Bigger AI chatbots more inclined to spew nonsense — and people don’t always realize
Chatbots err for many reasons, but computer scientists tend to refer to all such blips as hallucinations. It’s a term not universally accepted, with some suggesting ‘confabulations’ or, more simply, ‘bullshit’2. The phenomenon has captured so much attention that the website Dictionary.com picked ‘hallucinate’ as its word of the year for 2023.
Because AI hallucinations are fundamental to how LLMs work, researchers say that eliminating them completely is impossible3. But scientists such as Zou are working on ways to make hallucinations less frequent and less problematic, developing a toolbox of tricks including external fact-checking, internal self-reflection or even, in Zou’s case, conducting “brain scans” of an LLM’s artificial neurons to reveal patterns of deception.
Zou and other researchers say these and various emerging techniques should help to create chatbots that bullshit less, or that can, at least, be prodded to disclose when they are not confident in their answers.

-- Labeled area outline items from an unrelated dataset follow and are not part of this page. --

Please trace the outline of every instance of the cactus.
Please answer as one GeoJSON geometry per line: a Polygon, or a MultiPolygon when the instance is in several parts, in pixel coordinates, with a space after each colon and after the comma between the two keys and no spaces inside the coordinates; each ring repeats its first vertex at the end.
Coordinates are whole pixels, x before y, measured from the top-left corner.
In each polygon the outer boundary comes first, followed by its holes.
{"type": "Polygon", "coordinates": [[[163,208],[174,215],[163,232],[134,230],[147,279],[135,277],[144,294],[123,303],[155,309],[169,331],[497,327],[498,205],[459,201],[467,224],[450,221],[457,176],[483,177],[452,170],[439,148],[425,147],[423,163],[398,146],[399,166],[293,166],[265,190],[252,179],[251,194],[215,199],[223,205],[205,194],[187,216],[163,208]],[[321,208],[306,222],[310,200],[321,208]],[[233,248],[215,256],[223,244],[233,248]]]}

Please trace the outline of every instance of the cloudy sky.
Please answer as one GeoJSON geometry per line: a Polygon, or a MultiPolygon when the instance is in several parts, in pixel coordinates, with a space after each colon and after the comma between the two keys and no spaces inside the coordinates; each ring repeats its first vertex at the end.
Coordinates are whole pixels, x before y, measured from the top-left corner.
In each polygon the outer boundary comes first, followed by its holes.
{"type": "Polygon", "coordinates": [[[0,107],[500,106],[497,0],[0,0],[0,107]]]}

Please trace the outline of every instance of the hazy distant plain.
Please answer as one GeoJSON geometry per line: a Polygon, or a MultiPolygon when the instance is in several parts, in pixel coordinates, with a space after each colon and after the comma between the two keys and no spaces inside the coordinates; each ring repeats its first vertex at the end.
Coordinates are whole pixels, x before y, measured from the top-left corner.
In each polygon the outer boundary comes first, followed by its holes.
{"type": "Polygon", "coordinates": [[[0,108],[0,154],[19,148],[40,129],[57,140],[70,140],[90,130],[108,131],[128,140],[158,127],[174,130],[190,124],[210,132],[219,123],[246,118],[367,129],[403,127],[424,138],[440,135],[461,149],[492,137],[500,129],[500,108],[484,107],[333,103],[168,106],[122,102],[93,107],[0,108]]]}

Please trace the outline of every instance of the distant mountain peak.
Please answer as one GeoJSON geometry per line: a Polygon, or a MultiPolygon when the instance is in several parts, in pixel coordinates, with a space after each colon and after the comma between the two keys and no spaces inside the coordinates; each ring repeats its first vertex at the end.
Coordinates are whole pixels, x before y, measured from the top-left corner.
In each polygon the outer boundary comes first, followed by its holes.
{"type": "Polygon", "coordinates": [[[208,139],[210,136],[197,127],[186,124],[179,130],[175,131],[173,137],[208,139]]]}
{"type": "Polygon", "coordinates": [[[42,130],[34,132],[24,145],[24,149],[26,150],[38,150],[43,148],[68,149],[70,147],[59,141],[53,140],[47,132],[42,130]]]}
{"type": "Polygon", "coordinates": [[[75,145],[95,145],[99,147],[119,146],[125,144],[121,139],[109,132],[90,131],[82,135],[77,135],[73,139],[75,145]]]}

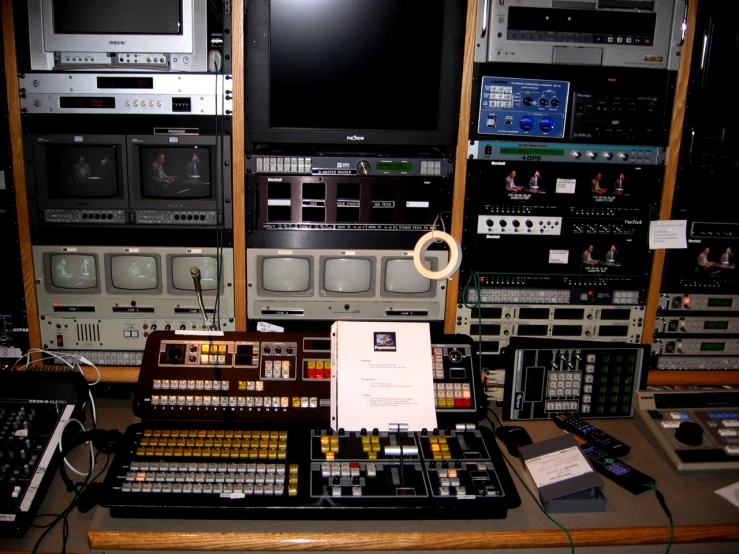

But some hallucinatory behaviours might get worse before they get better.
Lies, damn lies and statistics
Fundamentally, LLMs aren’t designed to pump out facts. Rather, they compose responses that are statistically likely, based on patterns in their training data and on subsequent fine-tuning by techniques such as feedback from human testers. Although the process of training an LLM to predict the likely next words in a phrase is well understood, their precise internal workings are still mysterious, experts admit. Likewise, it isn’t always clear how hallucinations happen.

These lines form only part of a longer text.